Genuine question, have you read any of Capital?
Yes, but I definitely don’t fully understand it. You and I disagree on the meaning of this concept, and I’m keen to learn, but if it’s not too arrogant, I’d like to continue pushing my understanding and having you critique it so I can learn where my error in understanding is.
“Fetish”, in “commodity fetish” refers to the commodity appearing to have mystical properties, when in actuality it’s an inanimate object.
I always thought this was sort of a metaphorical or poetic way of describing the phenomenon. Like, what even is an example of a “mystical property” that would apply in the context of industrial modernity? I don’t think Marx was critiquing the phenomenon of people believing their kitchen knives were sharp because of their connection with the divine or that automobiles were able to heal your epilepsy if you just laid your head against the engine block.
But it appears animate; it appears to be capable of magical things
Again, this seems metaphorical.
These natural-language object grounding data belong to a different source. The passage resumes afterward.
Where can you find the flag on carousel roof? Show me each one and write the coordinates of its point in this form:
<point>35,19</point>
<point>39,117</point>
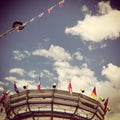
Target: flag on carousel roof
<point>50,9</point>
<point>94,94</point>
<point>61,3</point>
<point>38,86</point>
<point>15,88</point>
<point>70,87</point>
<point>3,97</point>
<point>105,104</point>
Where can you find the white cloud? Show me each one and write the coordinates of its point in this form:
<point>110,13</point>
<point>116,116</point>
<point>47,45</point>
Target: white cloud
<point>112,72</point>
<point>78,56</point>
<point>33,74</point>
<point>102,26</point>
<point>18,71</point>
<point>94,46</point>
<point>85,9</point>
<point>55,52</point>
<point>81,77</point>
<point>18,55</point>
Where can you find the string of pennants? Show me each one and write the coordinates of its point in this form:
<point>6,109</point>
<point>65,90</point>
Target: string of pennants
<point>93,94</point>
<point>18,25</point>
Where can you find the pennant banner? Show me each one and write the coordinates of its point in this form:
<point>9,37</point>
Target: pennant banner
<point>94,94</point>
<point>70,87</point>
<point>17,25</point>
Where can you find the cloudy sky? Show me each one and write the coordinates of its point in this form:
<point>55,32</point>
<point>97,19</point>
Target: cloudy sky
<point>78,42</point>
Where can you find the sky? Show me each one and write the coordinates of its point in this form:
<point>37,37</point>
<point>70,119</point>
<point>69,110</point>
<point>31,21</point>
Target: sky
<point>78,42</point>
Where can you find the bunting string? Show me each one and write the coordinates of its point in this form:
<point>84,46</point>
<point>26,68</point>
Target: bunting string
<point>17,25</point>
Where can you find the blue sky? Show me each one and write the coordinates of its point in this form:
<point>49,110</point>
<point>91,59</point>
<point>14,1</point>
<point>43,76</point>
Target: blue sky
<point>78,42</point>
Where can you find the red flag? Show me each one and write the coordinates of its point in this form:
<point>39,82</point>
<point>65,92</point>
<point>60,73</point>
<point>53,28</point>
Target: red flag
<point>50,9</point>
<point>105,104</point>
<point>15,88</point>
<point>70,87</point>
<point>41,14</point>
<point>61,3</point>
<point>3,97</point>
<point>38,87</point>
<point>94,94</point>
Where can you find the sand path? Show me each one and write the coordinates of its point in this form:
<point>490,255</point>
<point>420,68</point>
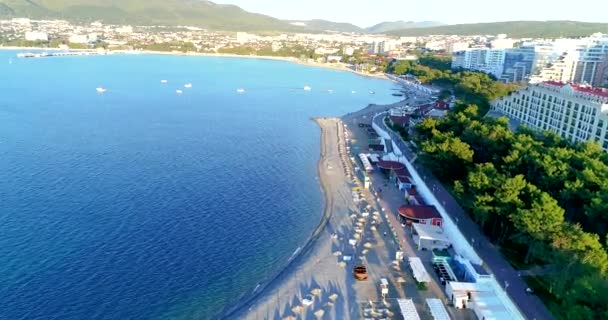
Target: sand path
<point>316,270</point>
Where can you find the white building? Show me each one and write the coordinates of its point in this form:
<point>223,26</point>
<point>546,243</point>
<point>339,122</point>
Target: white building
<point>457,46</point>
<point>483,59</point>
<point>36,36</point>
<point>502,42</point>
<point>324,51</point>
<point>575,112</point>
<point>79,38</point>
<point>125,29</point>
<point>577,60</point>
<point>435,45</point>
<point>349,51</point>
<point>385,46</point>
<point>244,37</point>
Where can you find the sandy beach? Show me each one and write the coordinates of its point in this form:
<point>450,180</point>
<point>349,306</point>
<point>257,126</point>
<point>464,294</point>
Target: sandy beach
<point>323,268</point>
<point>315,270</point>
<point>332,66</point>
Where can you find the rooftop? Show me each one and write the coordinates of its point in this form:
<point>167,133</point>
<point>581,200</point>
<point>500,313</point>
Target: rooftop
<point>390,165</point>
<point>430,232</point>
<point>400,120</point>
<point>600,92</point>
<point>419,212</point>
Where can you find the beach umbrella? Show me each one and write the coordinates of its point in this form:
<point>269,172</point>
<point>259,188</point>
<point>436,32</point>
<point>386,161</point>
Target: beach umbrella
<point>319,314</point>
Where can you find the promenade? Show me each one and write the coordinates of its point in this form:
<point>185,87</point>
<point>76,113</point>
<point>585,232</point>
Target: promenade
<point>509,278</point>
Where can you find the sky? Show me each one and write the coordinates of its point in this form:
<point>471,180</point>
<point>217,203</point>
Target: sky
<point>365,13</point>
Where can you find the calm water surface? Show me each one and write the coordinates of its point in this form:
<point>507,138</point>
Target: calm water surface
<point>144,204</point>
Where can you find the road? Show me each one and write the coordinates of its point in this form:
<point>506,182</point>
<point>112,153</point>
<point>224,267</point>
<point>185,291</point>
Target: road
<point>530,305</point>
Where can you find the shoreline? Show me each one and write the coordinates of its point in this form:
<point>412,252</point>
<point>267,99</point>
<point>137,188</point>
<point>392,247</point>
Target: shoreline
<point>302,253</point>
<point>337,67</point>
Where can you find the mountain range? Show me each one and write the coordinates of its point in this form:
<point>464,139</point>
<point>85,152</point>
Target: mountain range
<point>516,29</point>
<point>207,14</point>
<point>180,12</point>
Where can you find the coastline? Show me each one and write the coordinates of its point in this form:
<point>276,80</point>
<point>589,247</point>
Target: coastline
<point>337,67</point>
<point>303,253</point>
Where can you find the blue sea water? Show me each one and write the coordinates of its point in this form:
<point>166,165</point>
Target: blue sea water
<point>144,204</point>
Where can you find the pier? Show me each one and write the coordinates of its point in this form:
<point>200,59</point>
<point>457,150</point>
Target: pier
<point>61,54</point>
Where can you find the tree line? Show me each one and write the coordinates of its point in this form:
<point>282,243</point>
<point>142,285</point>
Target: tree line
<point>533,193</point>
<point>468,86</point>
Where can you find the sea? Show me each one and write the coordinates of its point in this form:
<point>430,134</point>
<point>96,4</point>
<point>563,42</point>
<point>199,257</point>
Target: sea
<point>143,203</point>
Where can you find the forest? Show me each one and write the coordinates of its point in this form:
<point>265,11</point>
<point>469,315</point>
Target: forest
<point>536,196</point>
<point>540,198</point>
<point>469,87</point>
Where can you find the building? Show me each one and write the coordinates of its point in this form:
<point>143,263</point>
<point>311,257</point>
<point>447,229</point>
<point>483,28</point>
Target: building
<point>577,60</point>
<point>519,64</point>
<point>435,45</point>
<point>36,36</point>
<point>457,46</point>
<point>385,46</point>
<point>480,59</point>
<point>573,111</point>
<point>324,51</point>
<point>422,214</point>
<point>501,42</point>
<point>79,38</point>
<point>244,37</point>
<point>429,237</point>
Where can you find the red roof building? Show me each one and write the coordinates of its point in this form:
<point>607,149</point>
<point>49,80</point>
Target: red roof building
<point>422,214</point>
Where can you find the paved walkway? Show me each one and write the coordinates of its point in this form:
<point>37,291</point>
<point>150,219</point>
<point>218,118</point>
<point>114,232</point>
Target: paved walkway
<point>530,305</point>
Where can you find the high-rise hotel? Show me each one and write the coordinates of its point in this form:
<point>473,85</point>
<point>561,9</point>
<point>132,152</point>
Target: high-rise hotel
<point>576,112</point>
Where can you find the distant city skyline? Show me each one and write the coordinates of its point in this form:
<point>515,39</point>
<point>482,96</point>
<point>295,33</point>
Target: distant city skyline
<point>464,11</point>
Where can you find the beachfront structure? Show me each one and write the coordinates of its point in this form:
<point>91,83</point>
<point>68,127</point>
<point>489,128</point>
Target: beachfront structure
<point>423,214</point>
<point>429,237</point>
<point>480,297</point>
<point>36,36</point>
<point>366,163</point>
<point>480,59</point>
<point>578,60</point>
<point>438,310</point>
<point>575,112</point>
<point>418,270</point>
<point>408,309</point>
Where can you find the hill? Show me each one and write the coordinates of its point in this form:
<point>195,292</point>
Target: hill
<point>388,26</point>
<point>200,13</point>
<point>518,29</point>
<point>324,25</point>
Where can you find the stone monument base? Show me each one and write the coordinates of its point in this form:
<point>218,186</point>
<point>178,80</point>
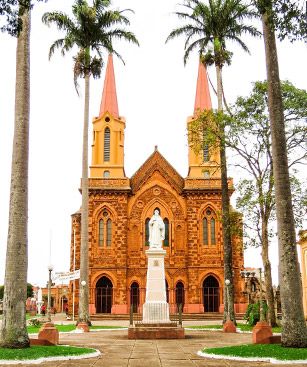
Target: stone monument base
<point>156,331</point>
<point>49,334</point>
<point>262,333</point>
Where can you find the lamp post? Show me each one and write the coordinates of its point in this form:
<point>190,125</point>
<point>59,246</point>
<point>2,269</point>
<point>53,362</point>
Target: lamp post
<point>229,326</point>
<point>83,326</point>
<point>227,282</point>
<point>261,310</point>
<point>50,268</point>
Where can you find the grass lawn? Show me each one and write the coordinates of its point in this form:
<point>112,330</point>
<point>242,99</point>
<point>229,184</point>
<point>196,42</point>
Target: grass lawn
<point>242,327</point>
<point>275,351</point>
<point>37,352</point>
<point>70,327</point>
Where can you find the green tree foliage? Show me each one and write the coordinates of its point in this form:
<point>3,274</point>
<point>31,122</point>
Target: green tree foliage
<point>294,333</point>
<point>207,28</point>
<point>12,10</point>
<point>248,135</point>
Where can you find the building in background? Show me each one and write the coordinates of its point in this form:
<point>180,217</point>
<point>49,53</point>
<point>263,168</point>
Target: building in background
<point>303,244</point>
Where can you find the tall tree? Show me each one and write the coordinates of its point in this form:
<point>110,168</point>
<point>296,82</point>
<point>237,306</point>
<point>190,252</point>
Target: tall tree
<point>208,28</point>
<point>13,329</point>
<point>294,332</point>
<point>92,30</point>
<point>12,11</point>
<point>250,138</point>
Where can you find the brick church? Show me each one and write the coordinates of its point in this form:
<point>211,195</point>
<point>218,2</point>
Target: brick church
<point>120,208</point>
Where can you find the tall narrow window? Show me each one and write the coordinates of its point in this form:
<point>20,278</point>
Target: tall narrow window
<point>166,239</point>
<point>212,224</point>
<point>101,234</point>
<point>105,230</point>
<point>206,153</point>
<point>147,232</point>
<point>109,232</point>
<point>106,152</point>
<point>205,231</point>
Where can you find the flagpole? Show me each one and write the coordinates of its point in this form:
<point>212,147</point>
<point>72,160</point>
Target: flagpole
<point>73,284</point>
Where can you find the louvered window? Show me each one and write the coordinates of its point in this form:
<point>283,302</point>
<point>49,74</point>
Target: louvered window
<point>106,152</point>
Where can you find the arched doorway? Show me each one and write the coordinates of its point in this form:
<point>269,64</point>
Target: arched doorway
<point>167,291</point>
<point>104,293</point>
<point>211,294</point>
<point>135,296</point>
<point>180,294</point>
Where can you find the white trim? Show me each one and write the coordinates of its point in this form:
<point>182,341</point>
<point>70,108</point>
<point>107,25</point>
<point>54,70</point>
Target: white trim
<point>97,353</point>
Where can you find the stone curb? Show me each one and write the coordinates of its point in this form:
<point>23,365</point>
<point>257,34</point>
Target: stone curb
<point>250,359</point>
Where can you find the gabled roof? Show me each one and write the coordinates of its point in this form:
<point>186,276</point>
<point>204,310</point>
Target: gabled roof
<point>156,162</point>
<point>202,97</point>
<point>109,96</point>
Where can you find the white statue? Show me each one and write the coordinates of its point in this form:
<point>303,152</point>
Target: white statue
<point>156,230</point>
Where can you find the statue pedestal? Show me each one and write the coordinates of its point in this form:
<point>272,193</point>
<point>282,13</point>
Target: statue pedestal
<point>156,322</point>
<point>155,308</point>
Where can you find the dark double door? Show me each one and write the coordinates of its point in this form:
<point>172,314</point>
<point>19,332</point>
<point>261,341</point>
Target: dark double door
<point>211,294</point>
<point>104,295</point>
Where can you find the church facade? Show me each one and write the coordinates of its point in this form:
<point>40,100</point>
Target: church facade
<point>121,207</point>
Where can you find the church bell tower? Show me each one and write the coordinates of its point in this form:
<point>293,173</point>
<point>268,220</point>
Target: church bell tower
<point>206,162</point>
<point>108,132</point>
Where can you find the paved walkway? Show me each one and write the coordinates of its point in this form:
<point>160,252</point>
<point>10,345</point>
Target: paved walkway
<point>118,351</point>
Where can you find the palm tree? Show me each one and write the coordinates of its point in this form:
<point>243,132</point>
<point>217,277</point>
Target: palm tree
<point>294,332</point>
<point>207,29</point>
<point>13,330</point>
<point>92,29</point>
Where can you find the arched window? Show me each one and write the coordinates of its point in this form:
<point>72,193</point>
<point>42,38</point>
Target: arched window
<point>209,228</point>
<point>105,230</point>
<point>206,174</point>
<point>206,153</point>
<point>180,294</point>
<point>167,291</point>
<point>147,232</point>
<point>101,233</point>
<point>135,296</point>
<point>166,239</point>
<point>205,231</point>
<point>212,225</point>
<point>106,152</point>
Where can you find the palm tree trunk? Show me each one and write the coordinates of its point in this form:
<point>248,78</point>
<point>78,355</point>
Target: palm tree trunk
<point>84,261</point>
<point>13,330</point>
<point>294,332</point>
<point>267,273</point>
<point>228,274</point>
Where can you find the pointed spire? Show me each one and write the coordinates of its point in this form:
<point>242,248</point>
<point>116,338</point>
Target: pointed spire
<point>109,97</point>
<point>202,98</point>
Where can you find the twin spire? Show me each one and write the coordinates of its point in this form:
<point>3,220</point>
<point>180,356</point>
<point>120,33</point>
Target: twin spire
<point>202,98</point>
<point>109,96</point>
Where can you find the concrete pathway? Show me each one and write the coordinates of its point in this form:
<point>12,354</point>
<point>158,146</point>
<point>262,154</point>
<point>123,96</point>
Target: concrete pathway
<point>118,351</point>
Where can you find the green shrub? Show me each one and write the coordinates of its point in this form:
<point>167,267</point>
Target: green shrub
<point>35,322</point>
<point>252,315</point>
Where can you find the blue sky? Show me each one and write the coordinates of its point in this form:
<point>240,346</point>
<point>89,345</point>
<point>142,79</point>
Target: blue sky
<point>155,94</point>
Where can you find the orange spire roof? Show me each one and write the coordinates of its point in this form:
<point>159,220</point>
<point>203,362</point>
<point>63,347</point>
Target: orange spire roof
<point>202,98</point>
<point>109,97</point>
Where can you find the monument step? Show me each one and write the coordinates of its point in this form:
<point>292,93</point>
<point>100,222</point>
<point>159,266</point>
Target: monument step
<point>185,316</point>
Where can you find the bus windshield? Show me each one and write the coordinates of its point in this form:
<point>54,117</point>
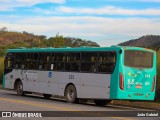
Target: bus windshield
<point>138,59</point>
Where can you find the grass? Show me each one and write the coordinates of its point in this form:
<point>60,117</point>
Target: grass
<point>146,105</point>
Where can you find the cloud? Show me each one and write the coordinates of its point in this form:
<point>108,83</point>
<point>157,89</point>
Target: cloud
<point>150,0</point>
<point>108,10</point>
<point>105,31</point>
<point>8,5</point>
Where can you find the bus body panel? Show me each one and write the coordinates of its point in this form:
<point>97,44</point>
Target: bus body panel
<point>88,85</point>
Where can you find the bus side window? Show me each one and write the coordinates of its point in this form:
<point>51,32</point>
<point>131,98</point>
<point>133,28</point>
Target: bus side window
<point>9,63</point>
<point>89,62</point>
<point>72,62</point>
<point>44,61</point>
<point>32,61</point>
<point>20,59</point>
<point>58,60</point>
<point>106,62</point>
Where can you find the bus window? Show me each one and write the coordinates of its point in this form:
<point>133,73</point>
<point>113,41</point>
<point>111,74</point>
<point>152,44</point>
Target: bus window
<point>138,59</point>
<point>58,60</point>
<point>9,63</point>
<point>20,59</point>
<point>89,62</point>
<point>106,62</point>
<point>32,61</point>
<point>44,61</point>
<point>72,62</point>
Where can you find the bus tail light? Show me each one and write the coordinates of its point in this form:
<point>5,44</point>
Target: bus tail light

My understanding is that Marx’s analysis is that when individual commodities are fetishized he meant that people believe that commodities as commodities are capable of meeting the believer’s personal human needs, when in reality it is actually the human relationships that are meeting the needs through the application of labor on nature to produce that which is needed.
To reiterate, I’m presenting my understanding so you can critique it and help expose my incorrect understanding.
it also makes social relations between people appear as relations between things
I understood this not to be an also but rather a restatement of the same thing referred to by the magical/mystical framing.
the relation of domination between capitalist and worker appears as an exchange of commodities, a wage in exchange for labour-power
Yes, this I see and agree with. I believe it’s consistent with my understanding and does not represent a contradiction with my understanding. Although it’s interesting to see it framed this way and think “was Marx saying this as individual human relations or as class relations, or both?”
Clout-chasing is just clout-chasing, The desire to make money is because, well, we live in a capitalist society, and more money means you can get more stuff
Isn’t this mystical thinking? “Money means you can get more stuff” is ascribing a power to commodity (in this case money) that is actually a power inherent in the relationship between humans. Money is a perfect example of “a belief that the exchange values of goods are inherent to them” and an example of a pathway by which “social phenomena such as market value, wages and rent are reified”
Bringing it back to the video thing, content creators see what they produce as a commodity, a commodity collectively call “content”. If you’ve spent any time at all in the world of content, you know that the way people relate to the production and management of content has “absolutely no connection with the physical nature of the commodity and the material relations arising out of this” (to quote Marx).
And the OP’s post is a prime example. Communication is the fundamental reality when it comes to content. Humans communicate with each other. We’ve created ways to communicate across time and space. And instead of using it to communicate things that humans need or desire to communicate, content creators see content as a way to make money. As such, they subvert the original communication goals and produce lies, rage bait, or shallow attractors and then fill that content with “calls to action” to “like and subscribe” or spend their time trying to be part of other content to spread their “brand awareness” etc, etc, etc.
All of these things feel like the magical properties Marx is describing. All of these things reify the social phenomena of rent, intellectual property, advertising revenues, etc. And none of these things bear any resemblance to real human communication, which is the fundamental “what” that content actually is.
That’s my argument. And I feel like it’s pretty solid. But again, it’s easy for me to feel that way if I have a fundamental misunderstanding of the concept. If I thought cheese was anything that contained milk, and I poured milk on spaghetti, it still wouldn’t mac-n-cheese but I would be real confident it was. So, please don’t take my words to be a religious argument or something I hold strongly. I’m happy to abandon my whole argument if you can help me understand what I’m missing or what I’ve assumed that makes my thinking erroneous.
And if you do engage with this, thanks for your time and effort in helping me develop a clearer understanding.

Oh wow, that was an awesome clarification. Thank you! I see now that I was greatly confused by the analogy with the European concept of a fetish in foreign cultures, that such a thing was a set of beliefs held by a people. It did not click for me that commodity fetishization is not an analog to what the European’s believed foreign cultures believed about certain objects, but rather an analog to the role Europeans believed it to play in that society, specifically a material role, a causative role.
Thank you for that.
On the content front, I think there’s a debate to be had, but not now. I need to process and reread with this new focus. Thanks for taking the time. I really appreciate it.